And when Mark was able to talk, one of the first things he did was cry over his dog.

Bear was our family dog – but in reality, Bear was Mark’s dog.

Bear escaped from our yard.  Several times.  We blocked up what we thought was his method of escaping but he got out anyhow.

That was 6pm last night, and we haven’t seen him since.

My heart is breaking because I lost my dog.   I miss my dog.  I wish he was home.

He is the coolest dog – he can get his tail on command… and he DOES get it.

He’s loving and sweet and friendly and happy.

I miss him.

I want him home.

Mark and Bear

Bear

Filters and Work

My filter is gone.  I don’t know where it went to – I had gotten pretty good at managing it.

Oh don’t get me wrong – my filter broke after Mark died, but I have been very carefully putting it back together since going back to work.
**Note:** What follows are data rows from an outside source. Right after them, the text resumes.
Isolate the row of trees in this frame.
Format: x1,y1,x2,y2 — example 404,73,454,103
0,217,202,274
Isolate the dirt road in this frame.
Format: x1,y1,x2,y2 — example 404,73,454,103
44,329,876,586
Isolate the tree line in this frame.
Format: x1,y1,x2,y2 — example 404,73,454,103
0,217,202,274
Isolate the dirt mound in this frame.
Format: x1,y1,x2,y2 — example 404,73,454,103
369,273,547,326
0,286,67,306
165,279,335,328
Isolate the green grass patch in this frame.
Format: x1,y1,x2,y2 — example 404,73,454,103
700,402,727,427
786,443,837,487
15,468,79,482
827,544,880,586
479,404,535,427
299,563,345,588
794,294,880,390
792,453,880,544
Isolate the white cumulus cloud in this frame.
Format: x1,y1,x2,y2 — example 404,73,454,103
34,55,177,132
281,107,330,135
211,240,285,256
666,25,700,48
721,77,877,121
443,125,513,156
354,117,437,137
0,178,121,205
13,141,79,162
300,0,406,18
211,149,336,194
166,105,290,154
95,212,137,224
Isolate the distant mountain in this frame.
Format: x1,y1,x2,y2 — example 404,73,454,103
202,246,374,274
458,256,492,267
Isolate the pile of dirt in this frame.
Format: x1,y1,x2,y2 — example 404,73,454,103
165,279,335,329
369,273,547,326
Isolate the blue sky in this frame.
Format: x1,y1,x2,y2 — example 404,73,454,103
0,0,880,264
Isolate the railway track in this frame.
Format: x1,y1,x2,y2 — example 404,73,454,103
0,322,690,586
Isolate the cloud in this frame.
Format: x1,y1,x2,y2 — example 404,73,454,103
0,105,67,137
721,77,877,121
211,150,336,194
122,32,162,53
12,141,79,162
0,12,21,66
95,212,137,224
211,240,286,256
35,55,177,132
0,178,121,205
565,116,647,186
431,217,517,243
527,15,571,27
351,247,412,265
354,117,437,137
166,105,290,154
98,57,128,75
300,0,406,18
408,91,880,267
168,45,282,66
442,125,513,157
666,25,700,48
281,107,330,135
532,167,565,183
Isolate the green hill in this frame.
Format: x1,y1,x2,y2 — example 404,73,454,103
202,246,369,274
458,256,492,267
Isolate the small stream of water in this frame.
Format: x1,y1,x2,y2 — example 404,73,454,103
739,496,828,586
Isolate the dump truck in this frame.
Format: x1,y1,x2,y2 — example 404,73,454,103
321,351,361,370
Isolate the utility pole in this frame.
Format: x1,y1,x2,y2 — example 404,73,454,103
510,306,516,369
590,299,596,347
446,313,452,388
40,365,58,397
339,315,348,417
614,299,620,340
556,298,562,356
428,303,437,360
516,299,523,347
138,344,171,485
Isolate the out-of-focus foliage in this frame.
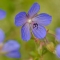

Apparently it’s malfunctioning again.

I have been snappish at home.  I have been overly emotional, somewhat cranky and generally, not myself.

Stress?  Grief?

I’m not sure.   What I am sure of is that my filter is gone and unless I keep my mouth shut (thankfully that never broke!!) I am prone to saying  things that are not necessarily appropriate.

This is causing stress at home.   This could cause stress at work.

Today’s situation is that a co-worker is having massive computer issues.  She has IT working on it.

IT called.  Twice.  The second time, they just needed some information.

The  co-worker is in a webinar, with her door closed.   I tap gently on her door, not wanting to *disturb* but wanting to get the answer to the question IT had.

Two OTHER co-workers jump in “SHE’s in a WEBINAR”  Yes, I know, I replied.  IT is on the line and they need information. “THEY’VE already called and were told she’ll CALL BACK”

FINE.

YOU deal with it.  One of YOU TWO can handle the situation.

And I walked back to my desk.

The first co-worker popped her head out – I told her what IT needed and she dealt with it.

But the reality is – my filter was gone at that moment and if she HADN’T popped her head out, I don’t know what else would have come out of my mouth.